According to Sandberg, based on research in 2003 from Columbia Business School professor Frank Flynn and New York University professor Cameron Anderson, “success and likeability are positively correlated for men and negatively correlated for women.”
Whether one agrees or not with the study, which has repeatedly been erroneously attributed to Sandberg rather than Flynn and Anderson, Sandberg’s reception by too many thought leaders, cultural critics, and Amazon readers certainly seems to support it. “This privileged author has nothing of value to say to women like me, who work out of necessity,” says Karen G. Brown, which sums up the critiques best.
Why are privilege and success, when acknowledged as they are by Sandberg – again and again – seen as a credibility disqualifier for women? I don’t recall anyone accusing Jack Welch of having no place in cultural conversations about business and leadership when he began his publishing career. There was no outcry from the self-improvement community when Tony Hsieh published his advice on how to be happy at work in Delivering Happiness and launched his own movement, much like Sandberg is doing, to bring his experience and work to the masses.

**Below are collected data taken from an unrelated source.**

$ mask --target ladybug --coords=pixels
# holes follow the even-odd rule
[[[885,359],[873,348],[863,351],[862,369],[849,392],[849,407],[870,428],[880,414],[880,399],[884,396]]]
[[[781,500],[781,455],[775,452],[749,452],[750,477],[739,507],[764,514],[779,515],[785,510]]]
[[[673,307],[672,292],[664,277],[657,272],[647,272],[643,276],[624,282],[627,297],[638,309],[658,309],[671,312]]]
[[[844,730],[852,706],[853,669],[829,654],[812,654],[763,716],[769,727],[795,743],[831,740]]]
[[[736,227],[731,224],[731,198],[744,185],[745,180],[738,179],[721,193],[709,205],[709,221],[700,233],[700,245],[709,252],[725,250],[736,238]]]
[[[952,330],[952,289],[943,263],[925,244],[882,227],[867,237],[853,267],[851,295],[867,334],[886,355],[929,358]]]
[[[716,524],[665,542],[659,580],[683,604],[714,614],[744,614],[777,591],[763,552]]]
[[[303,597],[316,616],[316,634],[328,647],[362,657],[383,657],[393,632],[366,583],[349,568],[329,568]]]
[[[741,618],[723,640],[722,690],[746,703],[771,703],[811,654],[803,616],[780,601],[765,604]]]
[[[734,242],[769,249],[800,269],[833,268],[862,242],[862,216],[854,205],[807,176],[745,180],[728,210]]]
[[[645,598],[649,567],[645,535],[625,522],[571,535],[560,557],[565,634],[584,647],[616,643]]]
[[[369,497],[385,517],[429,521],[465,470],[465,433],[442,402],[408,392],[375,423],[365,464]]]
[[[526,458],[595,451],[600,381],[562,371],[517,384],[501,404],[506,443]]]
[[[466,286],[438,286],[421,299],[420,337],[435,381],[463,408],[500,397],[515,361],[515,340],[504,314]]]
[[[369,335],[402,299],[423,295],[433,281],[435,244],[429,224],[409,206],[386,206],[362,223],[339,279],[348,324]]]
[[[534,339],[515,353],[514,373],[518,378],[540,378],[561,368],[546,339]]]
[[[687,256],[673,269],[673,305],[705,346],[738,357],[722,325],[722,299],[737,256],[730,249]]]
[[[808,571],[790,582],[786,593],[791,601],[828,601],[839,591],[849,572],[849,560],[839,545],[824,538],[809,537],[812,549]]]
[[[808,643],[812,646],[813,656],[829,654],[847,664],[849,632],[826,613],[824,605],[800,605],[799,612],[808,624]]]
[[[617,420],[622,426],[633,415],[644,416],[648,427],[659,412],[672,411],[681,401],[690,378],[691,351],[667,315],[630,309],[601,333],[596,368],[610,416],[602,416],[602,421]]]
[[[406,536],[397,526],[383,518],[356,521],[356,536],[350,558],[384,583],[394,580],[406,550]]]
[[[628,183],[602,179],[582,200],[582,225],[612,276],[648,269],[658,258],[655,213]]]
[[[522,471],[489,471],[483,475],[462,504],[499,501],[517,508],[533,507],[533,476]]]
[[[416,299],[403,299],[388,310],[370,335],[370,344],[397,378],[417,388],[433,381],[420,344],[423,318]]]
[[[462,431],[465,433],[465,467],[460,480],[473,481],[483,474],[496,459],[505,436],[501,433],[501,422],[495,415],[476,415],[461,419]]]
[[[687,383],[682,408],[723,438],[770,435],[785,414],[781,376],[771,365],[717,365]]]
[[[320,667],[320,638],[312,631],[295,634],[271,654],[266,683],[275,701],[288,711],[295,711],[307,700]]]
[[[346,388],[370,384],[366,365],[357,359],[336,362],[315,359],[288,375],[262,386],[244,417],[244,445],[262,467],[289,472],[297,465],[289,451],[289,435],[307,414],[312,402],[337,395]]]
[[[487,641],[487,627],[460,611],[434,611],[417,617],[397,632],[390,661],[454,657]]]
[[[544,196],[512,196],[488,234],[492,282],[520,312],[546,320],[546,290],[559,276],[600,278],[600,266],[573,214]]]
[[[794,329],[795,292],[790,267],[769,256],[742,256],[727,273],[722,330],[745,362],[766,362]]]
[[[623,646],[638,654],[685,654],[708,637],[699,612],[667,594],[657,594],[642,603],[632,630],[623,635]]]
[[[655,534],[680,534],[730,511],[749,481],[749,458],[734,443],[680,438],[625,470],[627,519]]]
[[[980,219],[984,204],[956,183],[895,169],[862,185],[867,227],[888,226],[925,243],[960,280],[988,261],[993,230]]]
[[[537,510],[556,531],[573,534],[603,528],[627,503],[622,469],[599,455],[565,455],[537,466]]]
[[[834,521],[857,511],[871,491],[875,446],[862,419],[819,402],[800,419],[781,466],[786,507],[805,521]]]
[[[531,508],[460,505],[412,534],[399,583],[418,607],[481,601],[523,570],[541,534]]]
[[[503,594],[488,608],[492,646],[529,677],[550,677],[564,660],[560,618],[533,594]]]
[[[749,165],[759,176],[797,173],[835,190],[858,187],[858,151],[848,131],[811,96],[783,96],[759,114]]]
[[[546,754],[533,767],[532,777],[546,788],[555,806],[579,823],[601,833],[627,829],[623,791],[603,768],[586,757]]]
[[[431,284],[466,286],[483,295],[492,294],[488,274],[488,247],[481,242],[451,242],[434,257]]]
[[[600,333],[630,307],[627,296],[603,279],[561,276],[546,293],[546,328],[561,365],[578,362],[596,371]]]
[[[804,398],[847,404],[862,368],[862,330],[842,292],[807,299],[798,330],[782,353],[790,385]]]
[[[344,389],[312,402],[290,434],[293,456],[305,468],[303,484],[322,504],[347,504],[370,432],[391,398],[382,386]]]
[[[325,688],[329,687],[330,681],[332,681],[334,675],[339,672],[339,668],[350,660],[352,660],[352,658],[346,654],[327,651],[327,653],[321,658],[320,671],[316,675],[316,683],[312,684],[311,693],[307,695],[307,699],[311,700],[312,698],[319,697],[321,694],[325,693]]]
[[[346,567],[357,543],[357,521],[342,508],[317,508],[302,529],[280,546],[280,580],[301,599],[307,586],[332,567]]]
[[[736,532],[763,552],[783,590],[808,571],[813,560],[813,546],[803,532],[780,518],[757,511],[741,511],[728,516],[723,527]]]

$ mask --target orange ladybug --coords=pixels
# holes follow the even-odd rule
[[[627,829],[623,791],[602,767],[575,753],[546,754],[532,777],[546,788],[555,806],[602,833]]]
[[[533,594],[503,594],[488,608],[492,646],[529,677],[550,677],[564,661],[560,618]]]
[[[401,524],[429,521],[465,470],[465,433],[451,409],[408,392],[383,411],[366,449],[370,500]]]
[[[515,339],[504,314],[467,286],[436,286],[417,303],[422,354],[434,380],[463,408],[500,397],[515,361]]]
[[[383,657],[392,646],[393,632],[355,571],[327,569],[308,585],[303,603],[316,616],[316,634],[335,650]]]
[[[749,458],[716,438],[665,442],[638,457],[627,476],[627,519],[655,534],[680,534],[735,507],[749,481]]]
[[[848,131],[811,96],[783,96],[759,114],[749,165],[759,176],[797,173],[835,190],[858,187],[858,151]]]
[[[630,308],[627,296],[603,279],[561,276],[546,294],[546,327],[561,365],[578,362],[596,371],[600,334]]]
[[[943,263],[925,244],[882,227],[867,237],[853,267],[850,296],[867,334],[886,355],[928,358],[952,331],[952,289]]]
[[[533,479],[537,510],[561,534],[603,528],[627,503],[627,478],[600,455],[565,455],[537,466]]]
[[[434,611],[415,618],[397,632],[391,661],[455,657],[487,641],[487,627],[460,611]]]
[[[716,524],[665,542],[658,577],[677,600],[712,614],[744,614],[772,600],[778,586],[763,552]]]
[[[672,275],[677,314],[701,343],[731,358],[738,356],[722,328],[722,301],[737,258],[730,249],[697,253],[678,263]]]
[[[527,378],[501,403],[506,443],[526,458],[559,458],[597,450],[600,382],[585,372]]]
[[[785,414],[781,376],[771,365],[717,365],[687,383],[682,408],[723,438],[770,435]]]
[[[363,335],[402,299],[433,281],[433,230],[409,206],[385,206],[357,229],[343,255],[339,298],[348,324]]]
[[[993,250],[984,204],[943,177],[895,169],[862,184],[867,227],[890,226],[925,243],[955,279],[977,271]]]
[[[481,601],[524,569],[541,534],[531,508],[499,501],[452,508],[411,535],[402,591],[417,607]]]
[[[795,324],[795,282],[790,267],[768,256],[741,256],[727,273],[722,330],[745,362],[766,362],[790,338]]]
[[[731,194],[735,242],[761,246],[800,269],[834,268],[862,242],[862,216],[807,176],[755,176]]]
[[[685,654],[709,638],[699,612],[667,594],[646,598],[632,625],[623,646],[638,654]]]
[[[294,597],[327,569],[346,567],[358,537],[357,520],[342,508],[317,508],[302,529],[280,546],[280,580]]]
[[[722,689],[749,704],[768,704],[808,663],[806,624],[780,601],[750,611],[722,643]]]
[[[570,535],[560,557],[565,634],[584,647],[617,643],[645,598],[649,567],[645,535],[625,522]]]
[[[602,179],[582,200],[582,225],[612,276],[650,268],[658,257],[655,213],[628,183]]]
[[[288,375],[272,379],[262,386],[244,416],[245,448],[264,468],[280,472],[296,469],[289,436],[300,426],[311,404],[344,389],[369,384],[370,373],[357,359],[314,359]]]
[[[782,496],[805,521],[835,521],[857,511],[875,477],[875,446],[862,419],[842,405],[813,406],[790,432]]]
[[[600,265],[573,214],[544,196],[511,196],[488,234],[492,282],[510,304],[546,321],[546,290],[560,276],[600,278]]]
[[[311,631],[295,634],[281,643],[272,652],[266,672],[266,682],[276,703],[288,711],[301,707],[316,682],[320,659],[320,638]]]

The fact that a smart, hard-working, trailblazing woman like Sandberg has the courage to admit she has moments when she questions her worth and still feels the burn of criticism shouldn’t make her elite. Or naive. It should make her all the more trustworthy. She’s not speaking as an expert, but as a woman doing the work she invites us all to do in order to more consistently “lean in.” And the proof that what she recommends works, well, that’s in the results she’s achieved for herself and, most recently, for Google and Facebook.
Furthermore, her transparency should heighten the need to talk about the issues she addresses that, until this month, have often been relegated to niche women’s studies programs and documentaries/books/magazines or women’s happy hours and spa days. For if privilege has not protected Sandberg from the real and self-imposed professional obstacles she chronicles, then shoot, what does that mean for the rest of us?!
My hope is that when the sensationalism surrounding the launch of the book subsides, we can individually and collectively recalibrate. We can both look to Lean In as a practical guide for stepping into our power, however we define what power for us looks like, and honor privileged, successful people who dare to pull back the curtains from their seemingly obstacle-free pathways to success.
Just as importantly, may we choose to critically examine rather than criticize. Seek to challenge our biases rather than look for evidence to substantiate them. And use our communication to enable people to see their light rather than their darkness.